Divorce and moving house are right up there, on the highest levels of the stress scale. Feelings of grief and loss, emptiness, failure, misery, disappointment and distress can lead to substance abuse, depression, job loss, and damage to other relationships.
Negative emotions result from needs being unmet. In an attempt to deal with these unmet needs, competitive action is stimulated. This often takes the form of a grapple over whatever remains of the relationship - property and finance, even the kids.
Traditionally divorce lawyers were engaged. Seen as the experts in a minefield, their knowledge and advice of rights and responsibilities is invaluable. To protect bruised emotions, they have provided distance from direct confrontation with a former spouse, but are parties looking for a guide dog or a guard dog?
Family lawyers advise their clients about their rights and then encourage them to try mediation, or Family Dispute Resolution rather than litigate wherever possible. Lawyers are highly valued for their advice, and are available to represent in court when absolutely necessary for those whose conflict is so highly entrenched that mediation is no longer appropriate, or where current violence or abuse is prevalent. They are trained in an adversarial system, and it is their job to elicit, and fight if necessary for the very best "deal" for their client.

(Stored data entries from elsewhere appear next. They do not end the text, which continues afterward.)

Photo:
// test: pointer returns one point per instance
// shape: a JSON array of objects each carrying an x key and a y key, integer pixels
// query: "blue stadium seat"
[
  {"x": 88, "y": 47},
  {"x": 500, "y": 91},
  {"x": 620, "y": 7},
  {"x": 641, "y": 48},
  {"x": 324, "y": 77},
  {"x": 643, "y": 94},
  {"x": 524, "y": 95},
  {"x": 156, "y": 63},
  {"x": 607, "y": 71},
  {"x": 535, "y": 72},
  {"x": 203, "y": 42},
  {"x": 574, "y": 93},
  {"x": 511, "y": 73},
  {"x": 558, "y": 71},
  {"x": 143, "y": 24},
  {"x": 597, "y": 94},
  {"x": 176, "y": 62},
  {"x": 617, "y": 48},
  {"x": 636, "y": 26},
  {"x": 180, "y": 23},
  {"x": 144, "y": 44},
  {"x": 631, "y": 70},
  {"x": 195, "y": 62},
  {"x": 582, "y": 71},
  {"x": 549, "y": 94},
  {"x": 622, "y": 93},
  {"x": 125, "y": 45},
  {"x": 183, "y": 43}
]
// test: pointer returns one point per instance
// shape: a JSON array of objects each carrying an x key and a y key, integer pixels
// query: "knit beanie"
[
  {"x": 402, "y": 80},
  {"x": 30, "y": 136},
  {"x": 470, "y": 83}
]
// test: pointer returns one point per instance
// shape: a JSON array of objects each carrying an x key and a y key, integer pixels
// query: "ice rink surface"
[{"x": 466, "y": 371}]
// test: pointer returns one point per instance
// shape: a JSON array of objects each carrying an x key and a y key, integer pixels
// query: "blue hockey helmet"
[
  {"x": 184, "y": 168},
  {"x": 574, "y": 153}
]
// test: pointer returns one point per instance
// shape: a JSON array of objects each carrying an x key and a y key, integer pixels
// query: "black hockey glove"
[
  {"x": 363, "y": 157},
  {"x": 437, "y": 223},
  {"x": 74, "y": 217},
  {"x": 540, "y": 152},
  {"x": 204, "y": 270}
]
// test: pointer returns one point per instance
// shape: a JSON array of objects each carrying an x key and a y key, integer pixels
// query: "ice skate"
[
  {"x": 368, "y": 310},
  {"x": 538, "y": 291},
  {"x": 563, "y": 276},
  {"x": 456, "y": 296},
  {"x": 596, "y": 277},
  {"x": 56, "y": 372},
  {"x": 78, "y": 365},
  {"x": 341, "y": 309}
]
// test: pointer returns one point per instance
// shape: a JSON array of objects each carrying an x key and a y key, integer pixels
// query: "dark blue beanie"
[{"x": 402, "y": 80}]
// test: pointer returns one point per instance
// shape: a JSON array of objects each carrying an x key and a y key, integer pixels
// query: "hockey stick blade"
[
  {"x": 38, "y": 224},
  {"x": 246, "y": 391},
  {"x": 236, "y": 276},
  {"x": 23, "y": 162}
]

Litigation is not appropriate for those parties who desire or may have agreed to remain amicable, because unreasonable letters of demand from lawyers begin to arrive. Appalled and disbelieving at the intimidating language and unjust demands, a shocked ex-spouse may feel they are being left with little choice but to retaliate. The battle has begun.
So convinced are some parties, that the smartest and most expensive lawyer is going to get them what they want, and so sure are they that they are "right" and persuaded of their "rights" that they are often blinded to the reality that in every court battle someone loses. Court, unfortunately is not about fairness, or even about justice. It is about applying the letter of the law. A complete stranger imposes his or her decisions and very often neither party is pleased with the outcome. Appeals just add to the horrendous expense and stress, and only serve to extend the fight, into poverty. For people with children, this is downright scandalous.
Court can cost separating parties more than $10,000 a day per party, and can easily take a week. This is a sickening amount to come out of their combined property and finances that they are trying so hard to keep. How can anyone be declared a winner in that type of bloodbath?
Fortunately the Federal Government has legislated reforms that have changed the way divorcing couples are settling their affairs, whilst protecting their needs and interests. Except for urgent cases, or where violence is prevalent, Family Dispute Resolution is now compulsory for parenting issues before couples are allowed to file in court. A (s)60i Certificate issued by Accredited Family Dispute Resolution Practitioners is required, and will indicate whether parties have made a genuine effort. Those who do not make a genuine effort may be liable for the other party's legal costs, and may be ordered by the court, back to mediation. See our Compulsory Mediation page for more details.
Mediation, or Family Dispute Resolution as it is now known when children's issues are involved, is utilised to help parties negotiate and make vital agreements, without the need to go to court. Through highly trained, professional practitioners parties are encouraged through a highly structured process to make agreements about property and finance, communication and parenting issues. Written agreements can be made legally binding if required.